The proliferation of peer-reviewed articles whose results can’t be repeated keeps building.  Despite these findings, nothing is changing in the way psychologists do their research, the way journals vet their articles, or in the articles that get published.

An article on the subject, quoted and linked after the jump, says that as many as two-thirds of psychology articles “can’t be trusted.”

But let me pose a different way to look at this problem.  Can it be that the same scientific method used for chemistry and biology is unusable in the study of the minds of human beings?  People are active agents, not inanimate objects that follow only natural laws.  So it’s no wonder human beings are unpredictable and inconsistent.  And different subjects and groups react in different ways.

After I quote the article, I quote a commenter, who points out that there may be other ways to design, evaluate, and learn from various kinds of research, in addition to strict application of “the scientific method.”

In fact, the view that the scientific method is the only way to know truth–not logical reasoning (as in philosophy) and certainly not revelation (as in theology)–is surely one of the more reductionist errors of the Enlightenment.

I have no problem jettisoning 2/3 of the published research in experimental psychology–though it would help to know which 2/3–and the lack of response of the professionals in the field is inexcusable.  But maybe what all of this proves, with an abundance of replication, is the protean quality of the human psyche.
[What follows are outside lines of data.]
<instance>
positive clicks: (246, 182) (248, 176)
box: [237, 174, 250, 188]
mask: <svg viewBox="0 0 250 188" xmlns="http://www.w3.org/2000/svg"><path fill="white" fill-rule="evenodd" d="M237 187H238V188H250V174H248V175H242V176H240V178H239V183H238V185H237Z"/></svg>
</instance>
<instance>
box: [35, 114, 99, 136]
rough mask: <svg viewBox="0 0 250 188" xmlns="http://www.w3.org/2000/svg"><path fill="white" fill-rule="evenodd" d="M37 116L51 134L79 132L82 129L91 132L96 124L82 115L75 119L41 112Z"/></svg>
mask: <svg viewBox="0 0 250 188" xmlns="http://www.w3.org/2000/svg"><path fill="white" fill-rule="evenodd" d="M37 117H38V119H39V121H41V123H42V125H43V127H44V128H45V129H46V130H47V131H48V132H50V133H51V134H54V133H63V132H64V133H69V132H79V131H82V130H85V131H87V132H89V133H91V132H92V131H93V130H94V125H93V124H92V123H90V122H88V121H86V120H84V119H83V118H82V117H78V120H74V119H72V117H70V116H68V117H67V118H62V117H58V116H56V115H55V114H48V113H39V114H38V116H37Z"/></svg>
And that would be an important scientific finding.  It would even be empirical and replicable.

From Ross Pomeroy, Is Psychology Full of Undead Theories? | RealClearScience:

Science is embattled in a raging replication crisis, in which researchers are unable to reproduce a number of key findings. On the front lines of this conflict is psychology. In a 2015 review of 98 original psychology papers, just 36 percent of attempted replications returned significant results, whereas 97 percent of the original studies did.

“Don’t trust everything you read in the psychology literature,” reporter Monya Baker warned. “In fact, two thirds of it should probably be distrusted.”

How did psychology reach such a sorry state of affairs? Back in 2012, when the replication crisis was just beginning to gain prominence in the popular media, psychology professors Moritz Heene and Christopher Ferguson, respectively from Ludwig Maximilian University and Stetson University, offered a blunt, upsetting hypothesis: The field is sliding towards a state of being unfalsifiable, and its adherents either don’t notice or don’t seem to care.

[Keep reading. . .]

But also read this comment from school psychologist Peter Dan:

You write that”The field is sliding towards a state of being unfalsifiable” That is precisely the problem: the rigid adherence to the “scientific method” and ever more complicated experimental designs whose only purpose is to try to lay claim of having advanced the theory a little bit. The most influential theories in Psychology, namely Freud’s or Piaget’s were based on case studies, the wekest of all designs. The most influential experiments. like Milgram’s obedience studies or Zimbardo’s Stanford Prison experiment have the simplest design and little -if any- statistical treatements. There are other means of validating a theory for example generativity (how many new ideas did the theory generate) and potdiction (how many previously unexplained phenomena can be explained by the theory) As someone who has been a practicing psychologist for 40 years (and teaching at the graduate level for 20) I value theories to the extent they contribute to the interpretive schematas I use to integrate my findings. Being familiar with a variety of theories helps in developing a more flexible and complex understanding of others’ behavior.